Open – Gravesite always open. Parking nearby.
Tip – Don't miss an opportunity to chat with the caretaker, though in French only.
Address – Le Colombier, Mouchamps
GPS coordinates – 46° 47′ 36″ N, 1° 00′ 59″ O
Nearby Sightseeing – Mouchamps is a lovely little village
Park Chateau de Terre-Neuve – superb walking and picnic spots
Images – by inthevendee
A man of great achievement
Georges Clemenceau was a Radical Republican from 1871–1901 and a Radical-Socialist Party between 1901 and 1920. Accomplishments by Clemenceau during his tenure as French Prime Minister, the Highest Office in France at the time:
- Prime Minister of France from 1906 to 1909
- Prime Minister of France from 1917 to 1920
- The bilingual President of the Paris Peace Conference (1919) He was fluent in both French and in English.
- Survived an assassination attempt on 19 February 1919. Upon leaving his apartment during the peace conference, the anarchist Émile Cottin fired several shots at Clemenceau's car. A bullet hit the Prime Minister between the ribs. It was never removed as the bullet was too close to vital organs. It remained with him for the rest of his life.
- Treaty of Versailles (1919)
- In a speech after the Treaty he encouraged the French population to procreate "For if France does not have large families, it will be in vain that you put all the finest clauses in the treaty, that you take away all the German’s guns. France will be lost because there will be no more French".
- Reforms aimed at regulating labour laws
- In 1919, the 8-hour-day and a 6-day week law passed.
- Another law prohibited employment in bakeries between the hours of 10PM and 4AM. Only farmworkers were excluded from these laws.
- The voting system saw reform as well, and Clémenceau resigned as Prime Minister as soon as the first Presidential elections were held (he was not a candidate.)
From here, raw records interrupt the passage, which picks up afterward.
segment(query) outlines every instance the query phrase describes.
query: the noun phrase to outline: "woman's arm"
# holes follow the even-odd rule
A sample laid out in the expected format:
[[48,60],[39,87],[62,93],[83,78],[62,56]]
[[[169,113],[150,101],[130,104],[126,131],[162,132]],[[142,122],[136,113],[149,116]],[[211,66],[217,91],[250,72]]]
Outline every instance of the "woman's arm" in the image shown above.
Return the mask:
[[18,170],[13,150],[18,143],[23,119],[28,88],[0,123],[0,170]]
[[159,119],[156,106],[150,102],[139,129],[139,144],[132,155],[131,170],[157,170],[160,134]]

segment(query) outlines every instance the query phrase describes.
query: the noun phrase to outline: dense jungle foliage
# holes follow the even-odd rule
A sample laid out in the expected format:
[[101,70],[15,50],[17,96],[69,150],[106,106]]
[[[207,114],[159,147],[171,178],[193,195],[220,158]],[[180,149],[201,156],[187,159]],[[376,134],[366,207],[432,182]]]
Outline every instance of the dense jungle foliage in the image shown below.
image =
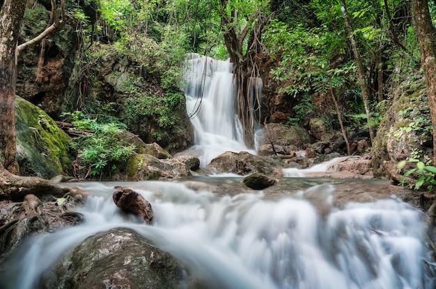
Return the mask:
[[[43,2],[48,10],[49,1]],[[79,115],[74,111],[81,111],[76,122],[114,122],[118,124],[114,128],[123,123],[135,133],[144,125],[142,119],[157,119],[156,127],[148,128],[151,136],[140,136],[164,142],[163,130],[171,135],[178,129],[173,112],[184,100],[184,60],[187,53],[198,53],[233,63],[238,113],[249,146],[253,124],[268,122],[277,112],[260,98],[277,95],[288,104],[280,112],[287,124],[320,117],[345,140],[359,128],[368,130],[372,141],[394,88],[422,74],[416,21],[421,18],[414,19],[413,13],[421,3],[434,19],[435,2],[417,0],[69,1],[67,15],[80,49],[70,106],[64,108],[70,114],[63,115],[72,121]],[[32,8],[26,13],[35,20],[40,17]],[[112,88],[103,83],[104,71],[110,71],[104,80]],[[270,90],[254,95],[253,103],[251,81],[259,77]],[[114,91],[123,92],[121,97]],[[432,131],[432,104],[423,106],[426,117],[404,124],[405,130]],[[260,111],[258,117],[251,115],[253,110]],[[163,144],[180,149],[170,142]],[[87,156],[81,153],[84,163],[99,167],[93,171],[98,174],[102,165]],[[423,162],[424,156],[414,159]],[[100,160],[111,166],[117,160]]]

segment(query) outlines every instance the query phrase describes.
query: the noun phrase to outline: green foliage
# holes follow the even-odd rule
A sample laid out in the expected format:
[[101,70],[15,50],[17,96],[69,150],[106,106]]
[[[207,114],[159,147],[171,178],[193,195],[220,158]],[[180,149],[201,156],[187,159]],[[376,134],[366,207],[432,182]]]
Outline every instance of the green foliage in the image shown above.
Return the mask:
[[72,123],[79,129],[93,131],[74,139],[72,147],[79,151],[81,165],[90,168],[91,176],[102,176],[104,172],[116,169],[117,164],[126,161],[134,153],[134,144],[123,144],[117,138],[125,125],[120,122],[100,123],[98,118],[91,118],[76,111],[65,113],[70,116]]
[[416,167],[409,170],[404,173],[403,178],[400,182],[401,185],[405,185],[406,177],[415,174],[418,176],[418,179],[414,183],[409,183],[408,186],[414,190],[419,190],[423,185],[427,185],[427,190],[433,189],[433,186],[436,185],[436,167],[430,165],[431,160],[428,160],[426,163],[416,158],[410,158],[408,160],[402,160],[397,165],[397,170],[400,171],[405,167],[407,163],[416,163]]
[[127,120],[132,125],[143,117],[151,117],[158,119],[159,127],[175,129],[176,119],[173,110],[183,98],[180,92],[167,92],[164,97],[147,93],[137,94],[124,102]]
[[313,110],[312,99],[308,94],[304,94],[299,103],[293,108],[293,110],[295,113],[295,117],[288,117],[286,124],[297,126],[301,124],[304,119],[310,117],[311,115],[313,113]]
The books – Following retirement from politics, he wrote biographies about the Greek orator Demosthenes, and the French painter Claude Monet. He also authored a two-volume tome about philosophy, history and science, entitled Au Soir de la Pensee, between 1923 and 1927.
In the last months before his death on 24 November 1929, he wrote the first draft of his memoirs. They were published posthumously with the title ”Grandeurs et Misères d'une Victoire” (The Grandeur and Misery of Victory).